Nunca me ha simpatizado el Piojo Herrera. Fue un jugador limitado y marrullero en el campo y, fuera de él, un bocón. Como entrenador no ha demostrado tampoco gran talento que digamos. Se le recordará, esencialmente, por comportarse como un rinoceronte en brama en el festejo de los goles de sus muchachos. Hay que reconocerle, eso sí, que en el Mundial de Brasil tuvo un equipo ordenado, que se defendía con criterio y aprovechaba sus oportunidades para anotar. Con todo, terminó en el mismo punto muerto en el que se estaciona cada cuatro años la Selección Mexicana en la copa del mundo: los octavos de final. En ese sentido, su trabajo no fue peor, pero tampoco superior que el de Mejía Barón, Lapuente, Aguirre o Lavolpe. Su paso por el banco tricolor no será, de ningún modo, legendario. Fue otro más.
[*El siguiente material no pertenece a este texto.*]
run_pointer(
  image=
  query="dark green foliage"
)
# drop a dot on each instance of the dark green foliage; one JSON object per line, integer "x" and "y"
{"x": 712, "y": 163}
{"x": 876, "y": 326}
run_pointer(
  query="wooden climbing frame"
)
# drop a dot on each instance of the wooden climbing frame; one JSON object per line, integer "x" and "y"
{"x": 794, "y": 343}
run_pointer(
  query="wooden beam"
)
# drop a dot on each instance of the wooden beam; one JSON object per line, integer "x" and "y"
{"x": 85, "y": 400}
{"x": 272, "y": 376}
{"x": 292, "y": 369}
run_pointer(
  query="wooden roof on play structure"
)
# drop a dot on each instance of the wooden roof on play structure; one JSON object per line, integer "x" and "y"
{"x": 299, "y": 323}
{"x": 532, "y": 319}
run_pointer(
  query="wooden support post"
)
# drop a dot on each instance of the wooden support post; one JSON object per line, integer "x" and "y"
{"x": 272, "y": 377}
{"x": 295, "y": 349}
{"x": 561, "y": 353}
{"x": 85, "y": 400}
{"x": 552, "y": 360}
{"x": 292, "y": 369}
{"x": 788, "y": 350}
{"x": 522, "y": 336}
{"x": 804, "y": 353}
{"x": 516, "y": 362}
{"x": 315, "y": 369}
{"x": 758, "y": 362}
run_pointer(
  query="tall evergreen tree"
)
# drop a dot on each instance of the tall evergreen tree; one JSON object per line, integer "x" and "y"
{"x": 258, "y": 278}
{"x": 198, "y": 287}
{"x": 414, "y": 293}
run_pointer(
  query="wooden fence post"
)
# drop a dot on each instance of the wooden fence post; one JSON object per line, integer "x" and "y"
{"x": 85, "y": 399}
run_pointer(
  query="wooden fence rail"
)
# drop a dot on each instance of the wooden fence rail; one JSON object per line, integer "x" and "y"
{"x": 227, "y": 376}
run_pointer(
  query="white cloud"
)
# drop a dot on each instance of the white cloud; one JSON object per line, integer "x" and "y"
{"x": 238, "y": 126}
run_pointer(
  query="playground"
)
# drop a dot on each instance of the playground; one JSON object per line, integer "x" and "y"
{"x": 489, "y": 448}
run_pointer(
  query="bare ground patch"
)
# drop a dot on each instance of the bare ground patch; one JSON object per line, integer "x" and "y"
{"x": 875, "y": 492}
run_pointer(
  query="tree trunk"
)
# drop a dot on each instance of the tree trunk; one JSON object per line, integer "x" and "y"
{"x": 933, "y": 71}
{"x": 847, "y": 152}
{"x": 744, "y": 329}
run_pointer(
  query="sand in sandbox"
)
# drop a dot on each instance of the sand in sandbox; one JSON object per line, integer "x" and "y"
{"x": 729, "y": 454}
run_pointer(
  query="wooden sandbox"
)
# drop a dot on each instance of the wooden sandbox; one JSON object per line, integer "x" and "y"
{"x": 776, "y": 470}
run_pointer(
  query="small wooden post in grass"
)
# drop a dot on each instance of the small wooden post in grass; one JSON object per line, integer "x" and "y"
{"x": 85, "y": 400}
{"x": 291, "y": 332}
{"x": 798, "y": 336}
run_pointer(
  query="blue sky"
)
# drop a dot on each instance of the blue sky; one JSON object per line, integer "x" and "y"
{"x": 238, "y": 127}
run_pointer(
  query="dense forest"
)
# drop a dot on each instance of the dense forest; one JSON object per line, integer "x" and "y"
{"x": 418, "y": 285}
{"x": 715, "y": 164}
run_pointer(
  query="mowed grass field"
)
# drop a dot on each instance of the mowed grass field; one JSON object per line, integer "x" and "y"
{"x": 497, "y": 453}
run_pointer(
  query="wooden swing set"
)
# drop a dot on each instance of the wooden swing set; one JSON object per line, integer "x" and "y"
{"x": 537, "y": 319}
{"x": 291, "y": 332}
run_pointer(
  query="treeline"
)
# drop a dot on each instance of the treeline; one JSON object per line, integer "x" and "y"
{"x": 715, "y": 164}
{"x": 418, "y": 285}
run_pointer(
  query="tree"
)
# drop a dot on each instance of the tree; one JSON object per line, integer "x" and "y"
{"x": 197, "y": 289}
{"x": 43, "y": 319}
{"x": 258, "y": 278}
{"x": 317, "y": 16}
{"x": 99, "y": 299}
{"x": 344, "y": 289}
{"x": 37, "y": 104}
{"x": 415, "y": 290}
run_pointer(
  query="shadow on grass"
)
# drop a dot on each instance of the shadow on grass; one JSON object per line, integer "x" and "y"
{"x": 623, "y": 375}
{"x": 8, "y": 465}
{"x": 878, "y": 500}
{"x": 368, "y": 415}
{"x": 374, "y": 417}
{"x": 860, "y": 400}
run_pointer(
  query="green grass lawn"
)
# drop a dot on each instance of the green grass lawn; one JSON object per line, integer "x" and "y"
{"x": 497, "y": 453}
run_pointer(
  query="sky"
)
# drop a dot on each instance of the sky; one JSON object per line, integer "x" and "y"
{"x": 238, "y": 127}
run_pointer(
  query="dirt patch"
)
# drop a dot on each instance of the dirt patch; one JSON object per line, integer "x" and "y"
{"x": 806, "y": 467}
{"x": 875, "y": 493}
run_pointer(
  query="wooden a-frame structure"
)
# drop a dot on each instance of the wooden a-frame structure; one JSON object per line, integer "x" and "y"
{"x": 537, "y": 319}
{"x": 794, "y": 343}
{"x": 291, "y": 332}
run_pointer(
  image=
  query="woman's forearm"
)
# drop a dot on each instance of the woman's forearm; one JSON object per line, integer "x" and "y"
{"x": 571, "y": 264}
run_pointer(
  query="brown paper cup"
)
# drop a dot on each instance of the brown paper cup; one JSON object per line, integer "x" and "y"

Su estrella comenzó a declinar con el juego mediocre de la Selección, que fracasó en la Copa América con un equipo B y tuvo una Copa de Oro coronada con el título, sí, pero con un nivel ínfimo y a remolque de errores arbitrales. El colmo fue la agresión al locutor Martinoli, al que Herrera, para su mala fortuna, se topó en la fila del control de seguridad del aeropuerto de Filadelfia y al que se le fue a los trancazos. Martinoli (quien se caracteriza por comentar los partidos con la misma irresponsabilidad que un aficionado de a pie en la sala de su casa) se le atravesó a Herrera por sus críticas. Y el Piojo, a quien no le pasó nada por sus salidas de tono anteriores, incluido el affaire electoral, se sintió autorizado a darle un golpe, acompañado por su no más civilizada hija (orgullosa propietaria del mote de la Pioja), quien la emprendió a bofetadas contra Luis García.
Herrera fue echado el martes. Una víctima de la impunidad pero al revés: creyó que estaría a salvo y, por una vez, topó con pared. Eso sí: se va forrado. Piojo y troglodita, sí, pero millonario.